What a champion really is
A champion isn’t just someone who likes you. A champion is someone who:
- has a personal stake in the outcome
- can influence the decision path
- will actively sell it internally
How to identify if you have a champion
Ask yourself:
- Do they talk about impact in their role (“this would save my team”)?
- Do they ask implementation questions?
- Do they pull other stakeholders into the conversation?
- Do they suggest next steps without you pushing?
If not, you don’t have a champion yet — you have interest. Interest doesn’t close deals. Champions do.
How to create a champion (without manipulation)
1) Tie the outcome to their world
A buyer becomes a champion when the result improves their life: fewer fires, less pressure, clearer pipeline, better performance.
Ask: “If we solve this, what changes for you personally?”
2) Give them a simple internal story
Don’t send them a deck and hope for the best. Give them a clean story they can repeat:
- Problem: what’s broken (in plain language)
- Cost: what it’s costing monthly (money/time/effort)
- Plan: what we’ll do first (week one actions)
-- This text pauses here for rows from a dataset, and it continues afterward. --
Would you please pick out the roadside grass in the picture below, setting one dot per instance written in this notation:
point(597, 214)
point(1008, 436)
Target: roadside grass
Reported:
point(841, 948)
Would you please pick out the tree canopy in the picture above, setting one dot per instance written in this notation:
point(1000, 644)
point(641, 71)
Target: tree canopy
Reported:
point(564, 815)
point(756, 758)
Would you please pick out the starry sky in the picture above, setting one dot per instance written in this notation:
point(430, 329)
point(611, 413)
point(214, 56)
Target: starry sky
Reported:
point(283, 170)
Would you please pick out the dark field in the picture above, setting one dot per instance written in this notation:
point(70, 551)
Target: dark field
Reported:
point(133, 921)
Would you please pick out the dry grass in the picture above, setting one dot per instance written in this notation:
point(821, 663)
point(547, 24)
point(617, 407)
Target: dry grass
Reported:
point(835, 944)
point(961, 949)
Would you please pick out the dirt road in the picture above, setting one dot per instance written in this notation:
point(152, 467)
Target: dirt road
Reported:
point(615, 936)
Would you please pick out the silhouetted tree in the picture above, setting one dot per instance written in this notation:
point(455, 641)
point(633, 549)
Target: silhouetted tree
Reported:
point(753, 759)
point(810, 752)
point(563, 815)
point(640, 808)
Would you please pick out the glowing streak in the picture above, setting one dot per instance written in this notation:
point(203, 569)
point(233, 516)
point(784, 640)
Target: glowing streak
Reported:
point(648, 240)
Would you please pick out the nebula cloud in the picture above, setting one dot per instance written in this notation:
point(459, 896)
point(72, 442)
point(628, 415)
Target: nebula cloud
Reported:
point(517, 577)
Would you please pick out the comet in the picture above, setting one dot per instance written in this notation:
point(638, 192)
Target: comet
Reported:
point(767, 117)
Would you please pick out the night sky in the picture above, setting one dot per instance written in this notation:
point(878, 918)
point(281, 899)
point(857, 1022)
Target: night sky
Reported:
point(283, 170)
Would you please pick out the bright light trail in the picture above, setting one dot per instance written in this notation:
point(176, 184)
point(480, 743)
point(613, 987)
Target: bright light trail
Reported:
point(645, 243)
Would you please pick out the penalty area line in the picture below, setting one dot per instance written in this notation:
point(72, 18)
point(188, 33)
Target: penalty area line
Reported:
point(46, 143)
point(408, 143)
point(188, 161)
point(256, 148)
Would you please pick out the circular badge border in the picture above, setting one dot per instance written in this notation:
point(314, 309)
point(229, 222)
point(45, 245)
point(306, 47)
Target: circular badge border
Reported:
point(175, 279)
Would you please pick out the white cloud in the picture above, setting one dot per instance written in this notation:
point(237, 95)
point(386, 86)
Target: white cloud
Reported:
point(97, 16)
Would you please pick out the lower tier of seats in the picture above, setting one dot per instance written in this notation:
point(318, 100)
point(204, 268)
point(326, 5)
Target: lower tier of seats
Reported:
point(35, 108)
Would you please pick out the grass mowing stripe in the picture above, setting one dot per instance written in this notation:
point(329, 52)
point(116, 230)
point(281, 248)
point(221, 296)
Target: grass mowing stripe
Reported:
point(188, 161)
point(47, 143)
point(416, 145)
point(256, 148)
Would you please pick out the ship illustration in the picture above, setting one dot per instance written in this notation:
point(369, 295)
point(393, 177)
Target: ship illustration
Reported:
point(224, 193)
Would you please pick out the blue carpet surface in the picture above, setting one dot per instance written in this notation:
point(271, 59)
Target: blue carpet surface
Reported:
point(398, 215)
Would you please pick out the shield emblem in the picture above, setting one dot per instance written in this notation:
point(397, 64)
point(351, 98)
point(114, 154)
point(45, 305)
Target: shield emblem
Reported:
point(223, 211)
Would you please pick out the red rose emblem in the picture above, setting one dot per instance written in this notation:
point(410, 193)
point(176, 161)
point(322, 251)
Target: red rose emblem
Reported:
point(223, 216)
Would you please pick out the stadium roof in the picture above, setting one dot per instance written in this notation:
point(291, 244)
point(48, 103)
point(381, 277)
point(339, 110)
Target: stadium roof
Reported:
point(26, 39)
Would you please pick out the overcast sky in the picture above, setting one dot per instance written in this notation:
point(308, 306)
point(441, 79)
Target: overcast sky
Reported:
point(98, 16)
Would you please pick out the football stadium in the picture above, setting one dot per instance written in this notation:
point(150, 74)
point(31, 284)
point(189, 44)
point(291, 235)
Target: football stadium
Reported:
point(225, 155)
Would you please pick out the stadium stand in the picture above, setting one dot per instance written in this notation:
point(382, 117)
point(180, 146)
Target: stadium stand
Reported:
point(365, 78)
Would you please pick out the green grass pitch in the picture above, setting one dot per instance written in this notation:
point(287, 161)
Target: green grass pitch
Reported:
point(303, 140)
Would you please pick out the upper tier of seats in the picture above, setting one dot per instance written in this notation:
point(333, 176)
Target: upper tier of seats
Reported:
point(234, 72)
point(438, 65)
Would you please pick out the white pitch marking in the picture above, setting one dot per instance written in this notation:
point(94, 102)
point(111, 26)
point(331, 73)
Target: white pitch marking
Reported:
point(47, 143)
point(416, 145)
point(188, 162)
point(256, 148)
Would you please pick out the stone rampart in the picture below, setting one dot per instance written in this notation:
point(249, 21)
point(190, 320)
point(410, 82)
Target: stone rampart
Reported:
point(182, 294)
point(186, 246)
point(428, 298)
- Outcome: what changes (measurable proof)
3) Arm them for the objections they’ll hear internally
Internally, they’ll hear: “We can do it ourselves.” “Not a priority.” “Too expensive.” “We tried something before.”
You don’t need to script them like a robot — you need to give them principles and rebuttals. Two or three strong counters beats a 12-page doc nobody reads.
4) Bring stakeholders into your process early
Champions fail when they try to sell alone. The fastest path is a multi-stakeholder call where you handle questions directly.
Ask: “Who else would want to weigh in before you move forward?”
The “Champion Close”
Use this when things feel positive but vague:
“If this is going to happen, it’s going to need a champion internally. Is that you — and if so, what support do you need from me to make the internal case?”
It’s respectful. It’s direct. And it reveals the real blocker instantly.